As for doctors who do not know what the patient is getting, double-blind treatment really means that neither the participants nor the researchers know what kind of therapy is being given. But at the same time, all possible options are known; there may be two or more of these, and may include a placebo, investigational drug in different doses, or other known medications. It is known in advance what effects and reactions are likely to be expected. There are criteria, upon reaching which the treatment can and should be canceled, and for emergency situations it is possible to find out what exactly was used by a particular participant. 

Placebo is not always used: in situations where there is an effective registered therapy, it would be simply unethical to leave the patient untreated. If no such therapy exists, but early research reveals that a new drug is clearly effective, the course of the study may be changed so that all participants receive the necessary treatment. Research is also a lot of checks: the quality of the collected data, the presence or absence of violations, and ethics are constantly monitored. If there are any important new data, they are reported to all researchers in the world, at the same time notifying the ethics committees. If changes are made to the study, patients will surely find out about them, who must again give written consent for further participation (or refuse it). Any participant can leave the study at any time without giving a reason.  

Benefit and harm

All possible risks are explained to patients in advance – including the risk of unexpected adverse reactions that have never been observed before, or complications such as bruising or pain after taking blood from a vein. Each participant must receive insurance that will cover any damage caused if it occurs. Research participation fees are not paid (except for the first phase in healthy volunteers), but often compensate for, for example, transportation or food expenses while in the clinic.

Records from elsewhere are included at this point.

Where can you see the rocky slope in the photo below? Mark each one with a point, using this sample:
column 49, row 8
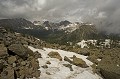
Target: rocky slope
column 16, row 59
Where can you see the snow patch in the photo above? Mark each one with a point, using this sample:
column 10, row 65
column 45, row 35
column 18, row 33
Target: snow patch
column 58, row 71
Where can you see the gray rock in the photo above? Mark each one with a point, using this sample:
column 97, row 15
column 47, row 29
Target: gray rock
column 3, row 50
column 20, row 50
column 55, row 55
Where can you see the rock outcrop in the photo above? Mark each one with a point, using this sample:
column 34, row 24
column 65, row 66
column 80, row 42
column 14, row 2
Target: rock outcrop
column 16, row 59
column 55, row 55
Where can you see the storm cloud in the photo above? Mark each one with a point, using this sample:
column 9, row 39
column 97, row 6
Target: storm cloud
column 104, row 13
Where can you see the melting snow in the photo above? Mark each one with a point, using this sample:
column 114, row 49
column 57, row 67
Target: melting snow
column 58, row 71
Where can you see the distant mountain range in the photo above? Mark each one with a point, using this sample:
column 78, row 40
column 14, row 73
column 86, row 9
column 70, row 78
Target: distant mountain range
column 61, row 32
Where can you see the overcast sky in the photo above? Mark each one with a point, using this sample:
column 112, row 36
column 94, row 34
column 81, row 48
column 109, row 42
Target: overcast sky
column 103, row 12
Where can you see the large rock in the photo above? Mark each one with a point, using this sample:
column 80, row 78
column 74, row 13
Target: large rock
column 11, row 59
column 20, row 50
column 76, row 61
column 109, row 69
column 3, row 50
column 8, row 73
column 79, row 62
column 84, row 52
column 55, row 55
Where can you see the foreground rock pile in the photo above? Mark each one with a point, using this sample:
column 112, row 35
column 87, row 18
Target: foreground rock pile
column 16, row 59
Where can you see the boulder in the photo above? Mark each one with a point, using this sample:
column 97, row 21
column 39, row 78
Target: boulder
column 55, row 55
column 109, row 69
column 20, row 50
column 8, row 73
column 79, row 62
column 11, row 59
column 44, row 66
column 48, row 62
column 69, row 66
column 67, row 59
column 3, row 50
column 37, row 54
column 84, row 52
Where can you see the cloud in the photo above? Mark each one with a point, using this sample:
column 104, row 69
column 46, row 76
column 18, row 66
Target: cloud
column 104, row 13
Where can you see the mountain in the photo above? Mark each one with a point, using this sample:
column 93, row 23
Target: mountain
column 16, row 23
column 60, row 32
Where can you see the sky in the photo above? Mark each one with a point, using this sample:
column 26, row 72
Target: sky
column 104, row 13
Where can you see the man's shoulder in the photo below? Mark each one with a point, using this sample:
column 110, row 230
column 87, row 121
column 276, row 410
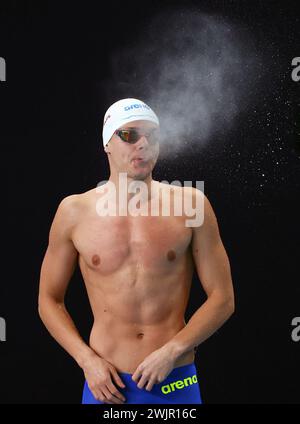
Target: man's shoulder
column 74, row 204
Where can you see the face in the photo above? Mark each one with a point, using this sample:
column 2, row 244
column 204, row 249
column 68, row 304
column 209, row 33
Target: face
column 138, row 159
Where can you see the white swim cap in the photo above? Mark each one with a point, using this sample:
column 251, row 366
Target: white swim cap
column 124, row 111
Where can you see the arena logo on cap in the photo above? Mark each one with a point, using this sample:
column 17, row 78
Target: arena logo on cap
column 2, row 69
column 136, row 106
column 296, row 331
column 164, row 199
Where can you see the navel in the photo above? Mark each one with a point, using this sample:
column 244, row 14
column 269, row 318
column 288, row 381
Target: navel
column 96, row 260
column 171, row 255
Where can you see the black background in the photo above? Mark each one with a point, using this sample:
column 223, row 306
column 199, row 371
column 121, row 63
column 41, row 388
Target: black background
column 52, row 105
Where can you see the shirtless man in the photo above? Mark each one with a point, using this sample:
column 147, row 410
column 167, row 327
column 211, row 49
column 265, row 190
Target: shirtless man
column 138, row 272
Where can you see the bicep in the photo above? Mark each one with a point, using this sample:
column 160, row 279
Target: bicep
column 210, row 258
column 60, row 258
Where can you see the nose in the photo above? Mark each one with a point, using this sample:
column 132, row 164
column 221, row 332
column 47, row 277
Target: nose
column 142, row 143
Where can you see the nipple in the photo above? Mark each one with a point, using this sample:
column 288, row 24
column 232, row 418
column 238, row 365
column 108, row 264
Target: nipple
column 171, row 255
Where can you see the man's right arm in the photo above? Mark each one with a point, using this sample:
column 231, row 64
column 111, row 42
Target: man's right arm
column 57, row 269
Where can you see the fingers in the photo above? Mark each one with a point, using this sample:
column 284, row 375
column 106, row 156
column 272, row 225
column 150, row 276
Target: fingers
column 112, row 395
column 117, row 378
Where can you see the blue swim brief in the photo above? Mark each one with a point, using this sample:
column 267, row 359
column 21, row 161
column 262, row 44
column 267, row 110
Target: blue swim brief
column 181, row 386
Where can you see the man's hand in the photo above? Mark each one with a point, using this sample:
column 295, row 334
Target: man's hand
column 98, row 373
column 154, row 368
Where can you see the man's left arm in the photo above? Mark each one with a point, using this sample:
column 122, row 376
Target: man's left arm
column 213, row 268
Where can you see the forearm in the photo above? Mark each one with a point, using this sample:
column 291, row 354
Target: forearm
column 203, row 323
column 62, row 328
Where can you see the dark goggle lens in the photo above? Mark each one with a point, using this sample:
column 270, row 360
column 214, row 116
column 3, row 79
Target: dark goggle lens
column 132, row 136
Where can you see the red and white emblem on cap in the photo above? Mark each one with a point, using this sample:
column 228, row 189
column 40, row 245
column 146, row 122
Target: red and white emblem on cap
column 108, row 116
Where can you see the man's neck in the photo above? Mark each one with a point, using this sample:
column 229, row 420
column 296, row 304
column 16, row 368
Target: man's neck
column 121, row 181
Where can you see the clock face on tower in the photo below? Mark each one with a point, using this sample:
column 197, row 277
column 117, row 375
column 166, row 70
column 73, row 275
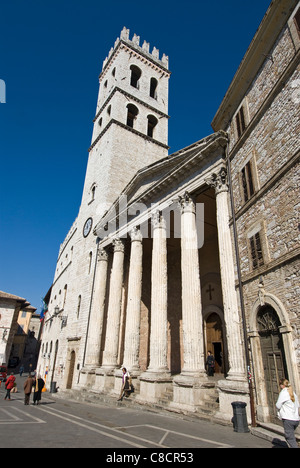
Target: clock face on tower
column 87, row 227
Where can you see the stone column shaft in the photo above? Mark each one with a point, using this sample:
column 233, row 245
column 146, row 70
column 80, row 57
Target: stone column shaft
column 193, row 345
column 97, row 314
column 133, row 313
column 159, row 298
column 236, row 358
column 110, row 355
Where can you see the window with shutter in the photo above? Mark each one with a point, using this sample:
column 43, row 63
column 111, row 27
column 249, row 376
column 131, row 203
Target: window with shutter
column 256, row 251
column 240, row 122
column 247, row 181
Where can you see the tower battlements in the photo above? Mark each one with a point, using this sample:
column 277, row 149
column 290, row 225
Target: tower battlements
column 134, row 43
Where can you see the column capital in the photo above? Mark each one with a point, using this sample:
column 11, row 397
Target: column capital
column 102, row 255
column 136, row 235
column 118, row 245
column 158, row 220
column 186, row 203
column 219, row 181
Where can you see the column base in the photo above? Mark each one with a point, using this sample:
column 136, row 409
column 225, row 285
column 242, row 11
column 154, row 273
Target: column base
column 104, row 380
column 189, row 390
column 87, row 377
column 154, row 386
column 234, row 388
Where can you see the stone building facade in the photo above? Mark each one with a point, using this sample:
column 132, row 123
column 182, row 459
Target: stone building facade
column 172, row 256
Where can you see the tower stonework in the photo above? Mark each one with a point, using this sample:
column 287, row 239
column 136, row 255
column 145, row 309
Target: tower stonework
column 130, row 132
column 131, row 122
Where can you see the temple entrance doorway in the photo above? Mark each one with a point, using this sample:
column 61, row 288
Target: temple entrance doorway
column 214, row 341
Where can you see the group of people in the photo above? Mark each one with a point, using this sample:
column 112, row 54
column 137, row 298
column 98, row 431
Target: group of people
column 33, row 384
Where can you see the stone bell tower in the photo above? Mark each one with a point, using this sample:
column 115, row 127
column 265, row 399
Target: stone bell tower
column 131, row 123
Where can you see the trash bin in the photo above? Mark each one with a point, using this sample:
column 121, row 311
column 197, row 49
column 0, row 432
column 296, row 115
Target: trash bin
column 53, row 387
column 239, row 419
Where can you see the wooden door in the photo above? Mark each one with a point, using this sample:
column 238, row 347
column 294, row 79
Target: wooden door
column 71, row 370
column 273, row 356
column 214, row 340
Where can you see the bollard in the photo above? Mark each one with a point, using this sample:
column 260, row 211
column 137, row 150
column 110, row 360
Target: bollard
column 239, row 419
column 53, row 387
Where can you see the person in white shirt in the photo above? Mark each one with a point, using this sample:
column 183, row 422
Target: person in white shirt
column 125, row 384
column 288, row 411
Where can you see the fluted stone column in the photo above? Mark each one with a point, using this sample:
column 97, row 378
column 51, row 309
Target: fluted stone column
column 237, row 366
column 192, row 321
column 97, row 313
column 159, row 298
column 110, row 355
column 133, row 313
column 156, row 381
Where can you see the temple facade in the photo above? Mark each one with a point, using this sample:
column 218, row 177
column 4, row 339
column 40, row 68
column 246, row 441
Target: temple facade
column 172, row 256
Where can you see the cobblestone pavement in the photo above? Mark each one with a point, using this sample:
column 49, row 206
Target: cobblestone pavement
column 58, row 423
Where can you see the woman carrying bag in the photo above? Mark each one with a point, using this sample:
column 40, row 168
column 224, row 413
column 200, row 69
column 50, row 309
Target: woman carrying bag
column 288, row 411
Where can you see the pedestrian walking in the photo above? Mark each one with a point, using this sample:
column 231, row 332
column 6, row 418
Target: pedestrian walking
column 28, row 384
column 9, row 385
column 288, row 411
column 125, row 384
column 210, row 363
column 38, row 387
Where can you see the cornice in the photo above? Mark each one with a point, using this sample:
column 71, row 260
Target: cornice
column 126, row 127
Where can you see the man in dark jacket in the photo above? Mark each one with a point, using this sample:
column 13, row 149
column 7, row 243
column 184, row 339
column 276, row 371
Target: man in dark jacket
column 9, row 385
column 210, row 363
column 28, row 384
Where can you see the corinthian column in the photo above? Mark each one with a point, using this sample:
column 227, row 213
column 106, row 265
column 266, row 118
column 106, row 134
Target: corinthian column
column 110, row 355
column 193, row 345
column 97, row 314
column 133, row 314
column 237, row 367
column 159, row 298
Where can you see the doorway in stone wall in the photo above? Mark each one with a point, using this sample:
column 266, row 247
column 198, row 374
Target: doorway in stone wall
column 273, row 355
column 71, row 370
column 214, row 340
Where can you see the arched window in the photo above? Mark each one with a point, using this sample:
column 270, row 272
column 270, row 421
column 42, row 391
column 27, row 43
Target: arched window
column 132, row 112
column 153, row 88
column 78, row 306
column 152, row 122
column 90, row 261
column 135, row 76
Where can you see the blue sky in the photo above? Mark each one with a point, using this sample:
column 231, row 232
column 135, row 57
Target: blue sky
column 51, row 54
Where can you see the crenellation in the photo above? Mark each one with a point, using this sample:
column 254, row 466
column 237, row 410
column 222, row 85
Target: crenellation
column 135, row 44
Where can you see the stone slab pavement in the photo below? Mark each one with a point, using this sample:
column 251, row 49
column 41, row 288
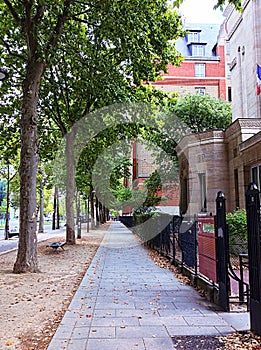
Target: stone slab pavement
column 126, row 302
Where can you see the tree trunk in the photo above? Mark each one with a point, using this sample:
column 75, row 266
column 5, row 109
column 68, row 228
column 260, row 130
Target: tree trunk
column 92, row 211
column 57, row 208
column 41, row 208
column 26, row 260
column 7, row 214
column 70, row 187
column 97, row 211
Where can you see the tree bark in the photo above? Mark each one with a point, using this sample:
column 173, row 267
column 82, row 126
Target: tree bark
column 27, row 260
column 70, row 187
column 57, row 208
column 41, row 208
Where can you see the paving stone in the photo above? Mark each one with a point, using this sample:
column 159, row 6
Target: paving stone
column 158, row 343
column 102, row 332
column 125, row 301
column 115, row 344
column 142, row 331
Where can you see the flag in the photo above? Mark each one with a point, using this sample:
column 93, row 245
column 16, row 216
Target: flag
column 258, row 79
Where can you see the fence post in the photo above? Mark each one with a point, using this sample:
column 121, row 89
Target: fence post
column 222, row 252
column 254, row 255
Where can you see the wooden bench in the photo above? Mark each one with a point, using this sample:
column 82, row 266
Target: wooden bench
column 56, row 245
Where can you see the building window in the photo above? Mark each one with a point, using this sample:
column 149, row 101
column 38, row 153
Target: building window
column 229, row 94
column 198, row 50
column 236, row 188
column 200, row 70
column 184, row 196
column 193, row 37
column 228, row 71
column 228, row 48
column 200, row 90
column 256, row 175
column 203, row 192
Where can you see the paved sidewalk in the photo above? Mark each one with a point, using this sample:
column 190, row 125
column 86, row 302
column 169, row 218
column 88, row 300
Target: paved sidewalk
column 127, row 302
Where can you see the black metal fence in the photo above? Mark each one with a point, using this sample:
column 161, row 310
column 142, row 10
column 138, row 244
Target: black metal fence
column 171, row 236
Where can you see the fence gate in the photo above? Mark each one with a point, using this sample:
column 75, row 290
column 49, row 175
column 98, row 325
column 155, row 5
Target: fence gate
column 222, row 252
column 254, row 255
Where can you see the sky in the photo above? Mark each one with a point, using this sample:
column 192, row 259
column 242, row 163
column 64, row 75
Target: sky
column 200, row 11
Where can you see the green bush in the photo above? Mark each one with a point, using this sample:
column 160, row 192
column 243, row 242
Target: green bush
column 237, row 231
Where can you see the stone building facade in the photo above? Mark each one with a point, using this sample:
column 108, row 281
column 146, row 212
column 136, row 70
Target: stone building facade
column 228, row 160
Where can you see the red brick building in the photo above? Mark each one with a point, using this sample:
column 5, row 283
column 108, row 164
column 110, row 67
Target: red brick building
column 203, row 69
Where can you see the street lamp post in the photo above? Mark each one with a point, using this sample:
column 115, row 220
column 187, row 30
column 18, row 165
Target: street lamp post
column 88, row 209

Sometimes no benefit is foreseen for the patient personally – and this is also written in the form of informed consent, offering to contribute to science and, possibly, to do a useful thing for the medicine of the future. And yet, the benefits are often obvious, and not only because of the effectiveness of the new drug. Research participants receive increased attention, more regular examinations, blood and urine tests in international laboratories (blood samples from all over Europe, including Russia, can be sent, for example, to Switzerland or Belgium).   

Where to look for suitable research

The main database of clinical trials around the world is , where you can filter your search by disease name and country; research conducted in Russia is also collected at . Other options are websites of large pharmaceutical companies, most of which have Russian pages and the ability to search for clinical trials for specific diseases.